The Norwegian Ministry of Petroleum and Energy received applications from 41 companies for the 2010 Awards in Predefined Areas (APA) by the Sept. 15 deadline. This high number of applications suggests that companies are recovering from the economic crisis and are keen to increase exploration activities. Norway offered 50 production licenses to a total of 39 companies in APA 2010. Of the 50 licenses, 31 are located in the North Sea, 17 in the Norwegian Sea and two in the Barents Sea. Twenty-two companies have been offered operatorship, two of which—Edison and Spring Energy—have not previously been operators on the Norwegian continental shelf (NCS). To comply with obligations stipulated in the offers, new seismic data will be acquired in six areas and three fixed wells will be drilled: two in the North Sea, by Statoil and Talisman, and one in the Norwegian Sea, by Wintershall. The other production licenses are subject to “drill or drop” conditions giving the licensees between one and three years in which to make a decision to drill. Statoil was awarded the highest number of licenses, 11 in total and eight as operator. Wintershall and Lundin were also very successful, each being awarded 10 licenses.

The energy ministry subsequently announced APA 2011, with applications due by Sept. 14, and the new production licenses planned to be awarded in late 2011 or early 2012. The predefined areas have been expanded in comparison with APA 2010, with 62 blocks or partial blocks on offer: 56 in the Norwegian Sea and six in the North Sea.

The APA licensing system was introduced in 2003 to replace the annual North Sea Awards. This annual process is designed to encourage exploration and development within the large amount of area close to existing discoveries and infrastructure. In addition to the APA system, the energy ministry also holds ordinary concession rounds, usually every two years, such as the recently completed 21st licensing round. This award process focuses on issuing licenses in frontier regions of the NCS.

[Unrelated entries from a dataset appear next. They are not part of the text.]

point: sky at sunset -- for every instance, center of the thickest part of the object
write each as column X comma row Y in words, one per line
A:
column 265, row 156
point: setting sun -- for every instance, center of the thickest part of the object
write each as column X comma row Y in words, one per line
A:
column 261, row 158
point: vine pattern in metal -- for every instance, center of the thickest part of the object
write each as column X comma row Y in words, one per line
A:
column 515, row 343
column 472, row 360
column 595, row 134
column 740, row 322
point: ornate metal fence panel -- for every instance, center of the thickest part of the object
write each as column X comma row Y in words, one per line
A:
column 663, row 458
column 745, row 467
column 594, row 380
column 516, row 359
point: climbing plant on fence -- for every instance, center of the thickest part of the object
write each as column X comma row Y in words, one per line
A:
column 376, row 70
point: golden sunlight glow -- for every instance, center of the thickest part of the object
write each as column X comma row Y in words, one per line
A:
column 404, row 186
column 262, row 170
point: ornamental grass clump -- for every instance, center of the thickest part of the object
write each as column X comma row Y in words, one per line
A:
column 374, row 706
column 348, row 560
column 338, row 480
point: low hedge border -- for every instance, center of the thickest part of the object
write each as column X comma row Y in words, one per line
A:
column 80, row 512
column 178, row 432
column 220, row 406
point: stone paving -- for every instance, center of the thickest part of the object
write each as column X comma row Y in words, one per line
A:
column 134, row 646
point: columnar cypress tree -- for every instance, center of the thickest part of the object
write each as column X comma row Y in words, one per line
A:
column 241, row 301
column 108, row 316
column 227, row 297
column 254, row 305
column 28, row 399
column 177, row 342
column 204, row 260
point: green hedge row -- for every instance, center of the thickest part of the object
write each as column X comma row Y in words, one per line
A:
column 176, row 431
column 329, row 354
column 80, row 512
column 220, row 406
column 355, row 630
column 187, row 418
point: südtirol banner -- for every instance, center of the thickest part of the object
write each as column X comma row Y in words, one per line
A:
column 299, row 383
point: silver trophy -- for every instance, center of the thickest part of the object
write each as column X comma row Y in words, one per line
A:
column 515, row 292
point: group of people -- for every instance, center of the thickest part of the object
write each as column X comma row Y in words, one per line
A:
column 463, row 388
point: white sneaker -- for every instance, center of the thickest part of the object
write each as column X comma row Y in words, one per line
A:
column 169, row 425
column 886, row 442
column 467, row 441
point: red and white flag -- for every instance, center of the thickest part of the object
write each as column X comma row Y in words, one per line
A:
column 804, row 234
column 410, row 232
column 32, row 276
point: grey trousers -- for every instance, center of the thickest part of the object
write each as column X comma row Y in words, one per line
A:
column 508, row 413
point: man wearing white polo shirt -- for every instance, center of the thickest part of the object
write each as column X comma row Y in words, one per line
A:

Thirty-seven companies, either individually or as consortia, submitted applications in the 21st licensing round for the NCS by the Nov. 3 deadline. The round, announced June 23, 2010, encompasses 94 blocks and partial blocks, of which 43 are in the Norwegian Sea and the remaining 51 are in the Barents Sea. On April 15, the ministry announced that 24 licenses had been awarded, 12 in the Barents Sea and 12 in the Norwegian Sea. The 24 licenses were awarded to 13 different operators in total; Statoil was awarded by far the most with eight operated licenses and non-operated interest in three additional licenses.

The trends in deal activity in Norway are similar to those in the UK. There have been considerably more farm-ins in the past 12 months than in the previous year, with a total of 22 announced, increasing from five. There has been no corporate deal activity. On an asset level, the number of deals has decreased considerably, with three asset acquisitions and one asset divestiture announced in the past 12 months in comparison with 12 asset deals in the previous year.

Two of the acquisitions were by Talisman, which bought Noreco and Spring Energy’s interests in production license (PL) 378, containing the Grosbeak discovery, and Spring Energy’s interest in PL 375 and PL 551. Hess completed two transactions to bring its interests in Valhall and Hod fields to 64.05% and 62.5%, respectively. The company assumed Shell’s 28.09% interest in Valhall and 25% interest in Hod, in return for which Shell assumed all of Hess’ interest in BP-operated Clair field, in the UK sector, and its upstream portfolio in Gabon. Additionally, Noreco agreed to divest its interests in Brage and Hyme (formerly Gygrid) fields to Core Energy in return for a cash consideration of $85 million net of tax.

 

 Fig. 5. Total number of exploration and appraisal wells drilled on the NCS from 1975 through June 2011. 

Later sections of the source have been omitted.